Benefits of Functional Programming


Functional Programming is a paradigm where we generally construct and structure our code using functions. These functions take input which is named as arguments then display the output created on the inputs being taken which, set the same input at all times results in the same output.

Functional programming is a type of pattern in computer science in which programs are created strictly through functions. All is done with the support of functions in Functional Programming and the basic building blocks are functions only.

Functional programming has enlarged quite a bit of power in modern years among the development community. That is typically due to the benefits it makes available. In this post, we will come to be a deep thoughtful of functional programming and its benefits.


Functional programming is an abstraction to solve real-world complex problems in an easy and operative manner. The software industry was completely dependent on functional programming before the object-oriented programming years. This pattern upset the software industry for a couple of decades.

Functional programming doesn’t permit any mutation nor shared state. Under this paradigm, functions should remain pure and true to their expression. It is declarative relatively than imperative or procedural.

Functional Programming was just a group of functions that don’t permit outer scope nor mutation of objects. Somewhat then we mutate arrays by adding or removing inside the scope to attain a solution similar to OOP make sure of. Functional is pure, direct, and doesn’t mutate. It offers an answer to its smart function in an open manner.

Features of Functional Programming

The main features of functional programming are:

Data is immutable:

The data which is existent inside the functions are immutable. We may easily make a new Data structure then can’t modify the existing one in Functional programming. We can at all times insert functions inside a function without any restrictions present.

function executeFunctions(x, y) { 

const add = (x, y) => x + y;  

const subtract = (x, y) => x — y;  

console.log(`sum: ${add(x,y)}`);  

console.log(`difference: ${subtract(x,y)}`);}

Higher-Order Functions

It is a function that becomes a function as an argument. It can or cannot return a function as its resulting output.

function greaterThan(n) {
   return x => x > n;
}let greaterThanTwo = greaterThan(2);console.log(greaterThanTwo(5));


This is one of the most imperative features of functional programming. This assists us to break down a big project into simpler modules. These modules may be tested distinctly which supports us to decrease the time spent on unit testing and debugging.

Function Composition is a performance of composing or creating functions that let us further make simpler and compress our functions by taking functions as an argument and returning an output. It can also return another function as its output other than numerical or string values.

var compose = (f, g) => (x) => f(g(x));

Benefits of Functional Programming

Resolve problems well in a simpler way:

Functional Programming is a Pure Function. This means that it won’t be copying any data outside of its scope. It only cares about what’s on within its scope. It provides an output based on its input and nothing else.

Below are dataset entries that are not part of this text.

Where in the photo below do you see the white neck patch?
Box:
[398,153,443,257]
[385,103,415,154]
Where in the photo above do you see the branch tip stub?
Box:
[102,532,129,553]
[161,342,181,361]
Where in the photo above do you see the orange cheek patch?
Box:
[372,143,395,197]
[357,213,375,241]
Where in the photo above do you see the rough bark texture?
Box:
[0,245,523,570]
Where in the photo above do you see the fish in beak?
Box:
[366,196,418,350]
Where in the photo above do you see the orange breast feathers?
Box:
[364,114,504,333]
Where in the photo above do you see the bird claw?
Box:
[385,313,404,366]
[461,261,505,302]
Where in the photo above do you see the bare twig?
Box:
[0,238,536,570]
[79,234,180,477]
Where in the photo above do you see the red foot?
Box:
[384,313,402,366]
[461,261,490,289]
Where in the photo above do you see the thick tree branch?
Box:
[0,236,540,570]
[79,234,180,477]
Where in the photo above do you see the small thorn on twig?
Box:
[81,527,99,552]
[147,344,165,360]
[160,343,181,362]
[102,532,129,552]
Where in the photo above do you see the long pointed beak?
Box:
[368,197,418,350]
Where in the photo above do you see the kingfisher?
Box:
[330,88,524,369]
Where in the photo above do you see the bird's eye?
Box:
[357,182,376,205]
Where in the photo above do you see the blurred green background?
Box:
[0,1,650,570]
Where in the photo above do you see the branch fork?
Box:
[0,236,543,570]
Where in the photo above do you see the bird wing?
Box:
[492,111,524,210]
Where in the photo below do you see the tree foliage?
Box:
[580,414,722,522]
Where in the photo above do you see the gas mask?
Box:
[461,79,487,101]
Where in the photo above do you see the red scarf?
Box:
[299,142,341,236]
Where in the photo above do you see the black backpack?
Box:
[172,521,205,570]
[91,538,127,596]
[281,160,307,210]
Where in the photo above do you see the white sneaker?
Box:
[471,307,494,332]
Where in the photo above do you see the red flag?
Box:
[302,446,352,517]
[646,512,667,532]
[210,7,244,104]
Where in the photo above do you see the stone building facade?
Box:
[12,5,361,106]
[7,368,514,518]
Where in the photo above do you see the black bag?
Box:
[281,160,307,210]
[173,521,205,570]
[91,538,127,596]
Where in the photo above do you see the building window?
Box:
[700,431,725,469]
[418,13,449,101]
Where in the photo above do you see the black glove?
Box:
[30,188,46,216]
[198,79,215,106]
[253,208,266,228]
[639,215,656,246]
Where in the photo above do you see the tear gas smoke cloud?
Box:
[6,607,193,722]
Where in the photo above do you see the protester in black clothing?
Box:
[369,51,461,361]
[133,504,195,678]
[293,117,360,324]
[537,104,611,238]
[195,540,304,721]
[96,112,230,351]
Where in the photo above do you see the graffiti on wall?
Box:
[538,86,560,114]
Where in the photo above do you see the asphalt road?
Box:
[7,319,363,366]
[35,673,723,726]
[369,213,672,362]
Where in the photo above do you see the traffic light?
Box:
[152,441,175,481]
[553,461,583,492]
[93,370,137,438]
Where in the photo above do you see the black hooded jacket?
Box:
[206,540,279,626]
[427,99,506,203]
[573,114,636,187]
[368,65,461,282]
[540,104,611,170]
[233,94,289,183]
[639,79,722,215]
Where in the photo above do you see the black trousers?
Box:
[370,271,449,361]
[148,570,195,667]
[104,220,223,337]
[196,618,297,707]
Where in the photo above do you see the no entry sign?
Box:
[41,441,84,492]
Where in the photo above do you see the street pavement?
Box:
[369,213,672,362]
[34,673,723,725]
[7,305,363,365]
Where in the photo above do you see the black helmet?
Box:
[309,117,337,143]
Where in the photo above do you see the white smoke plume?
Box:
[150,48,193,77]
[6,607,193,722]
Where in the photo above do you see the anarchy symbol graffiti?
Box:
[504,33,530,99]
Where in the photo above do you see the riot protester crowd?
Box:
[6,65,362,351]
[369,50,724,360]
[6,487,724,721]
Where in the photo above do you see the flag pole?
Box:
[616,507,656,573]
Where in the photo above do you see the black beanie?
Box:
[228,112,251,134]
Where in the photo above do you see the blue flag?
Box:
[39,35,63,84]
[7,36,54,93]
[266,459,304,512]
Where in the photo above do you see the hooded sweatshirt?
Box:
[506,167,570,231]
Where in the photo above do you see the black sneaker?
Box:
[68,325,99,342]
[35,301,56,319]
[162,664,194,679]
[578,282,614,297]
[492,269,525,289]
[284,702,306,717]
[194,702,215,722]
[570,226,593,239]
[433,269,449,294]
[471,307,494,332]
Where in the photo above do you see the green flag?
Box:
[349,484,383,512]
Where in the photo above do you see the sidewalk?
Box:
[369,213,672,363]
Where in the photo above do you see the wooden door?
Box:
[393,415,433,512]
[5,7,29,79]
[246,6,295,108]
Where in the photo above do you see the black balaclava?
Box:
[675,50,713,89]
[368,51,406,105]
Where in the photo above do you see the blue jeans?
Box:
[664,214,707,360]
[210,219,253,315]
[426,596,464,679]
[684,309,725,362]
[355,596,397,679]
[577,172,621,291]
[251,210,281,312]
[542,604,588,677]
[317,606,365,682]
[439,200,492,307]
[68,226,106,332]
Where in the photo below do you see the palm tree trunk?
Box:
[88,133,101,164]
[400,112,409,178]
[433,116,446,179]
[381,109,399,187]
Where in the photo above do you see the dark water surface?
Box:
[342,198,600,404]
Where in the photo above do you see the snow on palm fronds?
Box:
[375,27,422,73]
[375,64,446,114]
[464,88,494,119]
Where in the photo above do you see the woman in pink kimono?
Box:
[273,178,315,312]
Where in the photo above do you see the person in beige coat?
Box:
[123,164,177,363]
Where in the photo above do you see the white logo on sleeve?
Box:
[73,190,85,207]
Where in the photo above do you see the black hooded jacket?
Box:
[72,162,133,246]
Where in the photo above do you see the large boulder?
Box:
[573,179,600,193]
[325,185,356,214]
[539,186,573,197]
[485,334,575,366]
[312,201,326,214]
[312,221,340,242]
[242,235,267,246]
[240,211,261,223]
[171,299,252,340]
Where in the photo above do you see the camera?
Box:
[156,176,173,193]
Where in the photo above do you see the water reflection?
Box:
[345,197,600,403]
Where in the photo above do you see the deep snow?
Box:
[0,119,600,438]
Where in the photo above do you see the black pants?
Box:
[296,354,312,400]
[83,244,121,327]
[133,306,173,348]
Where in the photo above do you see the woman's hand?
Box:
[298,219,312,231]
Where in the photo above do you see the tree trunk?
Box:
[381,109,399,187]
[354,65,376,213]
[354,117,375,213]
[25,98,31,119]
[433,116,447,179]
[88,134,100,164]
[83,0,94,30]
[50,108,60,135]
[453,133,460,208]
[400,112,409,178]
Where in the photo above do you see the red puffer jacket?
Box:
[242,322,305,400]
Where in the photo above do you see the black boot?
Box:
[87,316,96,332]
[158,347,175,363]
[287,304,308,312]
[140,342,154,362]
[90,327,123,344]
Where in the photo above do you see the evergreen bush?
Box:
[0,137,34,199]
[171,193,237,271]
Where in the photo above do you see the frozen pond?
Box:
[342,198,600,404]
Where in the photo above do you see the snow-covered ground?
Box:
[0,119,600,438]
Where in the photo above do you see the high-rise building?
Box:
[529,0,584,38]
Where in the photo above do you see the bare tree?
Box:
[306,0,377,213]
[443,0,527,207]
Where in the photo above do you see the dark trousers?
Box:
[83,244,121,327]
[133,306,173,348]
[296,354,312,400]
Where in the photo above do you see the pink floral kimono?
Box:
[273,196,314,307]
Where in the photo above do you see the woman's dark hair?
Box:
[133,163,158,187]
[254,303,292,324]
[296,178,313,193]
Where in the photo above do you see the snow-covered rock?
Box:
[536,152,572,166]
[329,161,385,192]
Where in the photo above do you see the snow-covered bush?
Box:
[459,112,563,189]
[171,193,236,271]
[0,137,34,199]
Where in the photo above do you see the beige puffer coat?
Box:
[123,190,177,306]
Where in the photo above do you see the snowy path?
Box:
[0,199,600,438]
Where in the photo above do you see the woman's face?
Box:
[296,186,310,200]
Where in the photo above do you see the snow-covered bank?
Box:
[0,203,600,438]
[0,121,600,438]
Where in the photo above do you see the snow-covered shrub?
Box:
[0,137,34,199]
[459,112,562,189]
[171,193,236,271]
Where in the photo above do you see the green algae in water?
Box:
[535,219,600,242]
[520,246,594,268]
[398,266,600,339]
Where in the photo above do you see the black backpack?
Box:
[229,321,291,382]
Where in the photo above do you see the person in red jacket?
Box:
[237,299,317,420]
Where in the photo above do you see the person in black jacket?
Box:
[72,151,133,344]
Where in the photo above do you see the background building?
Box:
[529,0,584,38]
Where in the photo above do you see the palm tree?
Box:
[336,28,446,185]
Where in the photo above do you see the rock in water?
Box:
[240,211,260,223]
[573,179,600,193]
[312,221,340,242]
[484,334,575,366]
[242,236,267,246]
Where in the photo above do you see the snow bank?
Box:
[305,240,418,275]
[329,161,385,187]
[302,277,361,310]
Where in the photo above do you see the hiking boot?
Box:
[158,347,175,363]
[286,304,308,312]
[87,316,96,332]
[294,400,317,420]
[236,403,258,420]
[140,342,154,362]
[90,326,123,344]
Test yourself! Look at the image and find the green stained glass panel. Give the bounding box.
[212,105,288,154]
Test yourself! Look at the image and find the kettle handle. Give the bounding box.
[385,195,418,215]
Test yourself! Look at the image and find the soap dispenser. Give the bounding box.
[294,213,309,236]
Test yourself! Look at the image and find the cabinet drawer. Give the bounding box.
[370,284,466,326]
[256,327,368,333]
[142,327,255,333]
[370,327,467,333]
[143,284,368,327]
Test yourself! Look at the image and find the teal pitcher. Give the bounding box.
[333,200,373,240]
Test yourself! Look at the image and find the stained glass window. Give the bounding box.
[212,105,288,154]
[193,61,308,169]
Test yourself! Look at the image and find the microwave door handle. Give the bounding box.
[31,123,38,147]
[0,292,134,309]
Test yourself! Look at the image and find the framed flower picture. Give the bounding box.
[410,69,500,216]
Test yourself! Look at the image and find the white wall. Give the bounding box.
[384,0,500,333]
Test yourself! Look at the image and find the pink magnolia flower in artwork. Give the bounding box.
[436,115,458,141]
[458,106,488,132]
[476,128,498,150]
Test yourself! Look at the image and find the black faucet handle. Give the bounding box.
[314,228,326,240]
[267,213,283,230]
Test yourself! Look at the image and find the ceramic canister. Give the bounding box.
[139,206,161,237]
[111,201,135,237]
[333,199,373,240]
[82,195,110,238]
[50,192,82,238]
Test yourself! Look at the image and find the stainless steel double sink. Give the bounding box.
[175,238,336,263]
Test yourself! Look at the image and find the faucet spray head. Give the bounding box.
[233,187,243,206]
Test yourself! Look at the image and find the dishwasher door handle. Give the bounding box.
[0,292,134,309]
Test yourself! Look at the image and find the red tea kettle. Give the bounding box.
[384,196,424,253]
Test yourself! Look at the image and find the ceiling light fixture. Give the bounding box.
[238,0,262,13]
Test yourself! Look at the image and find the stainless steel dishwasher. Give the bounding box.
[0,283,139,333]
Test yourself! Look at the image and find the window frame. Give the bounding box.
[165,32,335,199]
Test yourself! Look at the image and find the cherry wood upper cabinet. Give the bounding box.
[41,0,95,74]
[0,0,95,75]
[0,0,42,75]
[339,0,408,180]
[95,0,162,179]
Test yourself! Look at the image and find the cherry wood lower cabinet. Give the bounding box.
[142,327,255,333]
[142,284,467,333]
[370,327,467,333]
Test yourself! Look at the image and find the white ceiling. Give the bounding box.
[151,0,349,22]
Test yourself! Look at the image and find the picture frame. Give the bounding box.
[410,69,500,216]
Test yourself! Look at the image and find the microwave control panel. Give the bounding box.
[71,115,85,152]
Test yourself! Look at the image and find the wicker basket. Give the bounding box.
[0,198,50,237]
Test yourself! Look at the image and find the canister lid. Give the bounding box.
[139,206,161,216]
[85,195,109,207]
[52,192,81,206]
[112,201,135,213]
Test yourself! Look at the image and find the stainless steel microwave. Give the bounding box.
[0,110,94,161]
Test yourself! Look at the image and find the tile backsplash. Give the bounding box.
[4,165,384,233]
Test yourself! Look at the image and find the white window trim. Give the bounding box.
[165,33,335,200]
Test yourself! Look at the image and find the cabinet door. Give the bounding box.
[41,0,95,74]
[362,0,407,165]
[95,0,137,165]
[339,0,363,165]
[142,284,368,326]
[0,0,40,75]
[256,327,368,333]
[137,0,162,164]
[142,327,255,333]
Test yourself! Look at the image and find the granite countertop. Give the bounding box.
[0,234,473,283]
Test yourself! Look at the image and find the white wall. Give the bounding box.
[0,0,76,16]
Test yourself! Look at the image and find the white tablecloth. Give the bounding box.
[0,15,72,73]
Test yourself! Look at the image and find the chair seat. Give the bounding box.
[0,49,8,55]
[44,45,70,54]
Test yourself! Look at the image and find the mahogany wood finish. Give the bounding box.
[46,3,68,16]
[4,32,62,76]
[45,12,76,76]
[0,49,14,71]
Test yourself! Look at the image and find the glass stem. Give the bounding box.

For example, pure functions make sure that the state of the outer side program isn’t changed. They are firmly well to write than impure functions where possible. However, in some cases, an impure function is needed. For example, if we require to make a network call, relate with a database, or print data to the console.

It’s spotless, open, and concise

Functional Programming has at all times been open. Therefore, it’s easy to spot some discrepancies and debug some bugs in the function. Actually, building functions are cleaner and easier to maintain than building a class as in OOP. Ever since we need to think in terms of imperative or procedural patterns. For example, scheming class hierarchies, encapsulation, inheritance, methods, and polymorphism.

It leads to fewer bugs

This is quite a bit easier to debug and write code with pure functions for getting fewer bugs. An easy stack trace or print statement at every level would reveal the problem because each function is simply a mapping of inputs to outputs. We could have shared or mutable state nearly anywhere else in the codebase that’s potentially causing the bug with imperative paradigms.

Function signatures are more reliable

Look at the following Go code:

var radius = 2.0

func areaOfCircle() float64 {

    return 3.14 * radius * radius


On condition that everywhere we calculate the area of a circle we first update the global radius variable and then get the correct output. Theoretically, this code will work.  The difficulty is that inspecting the signature of the function doesn’t provide the whole story. A pure function would have a signature that tells us all we need to know about its usage.

// we don't know which circle's area is being computed, there's no explicit input

func areaOfCircle() float64

We may fix the problem by creation the function pure:

func areaOfCircle(radius float64) float64 {

    return 3.14 * radius * radius


Immutable variables lead to fewer side-effects

The data inner side functional program’s functions are immutable. We may always make new variables and data structures . However, we aren’t permitted to modify the existing values.

It’s easy to read the code and control what the value is at any given point if every value in a program is only assigned once. It may be quite a bit tougher to see what’s going on at diverse lines in the code if as an alternative the named values are permitted to be updated. Immutability creates programs greatly simpler and improves developer speed.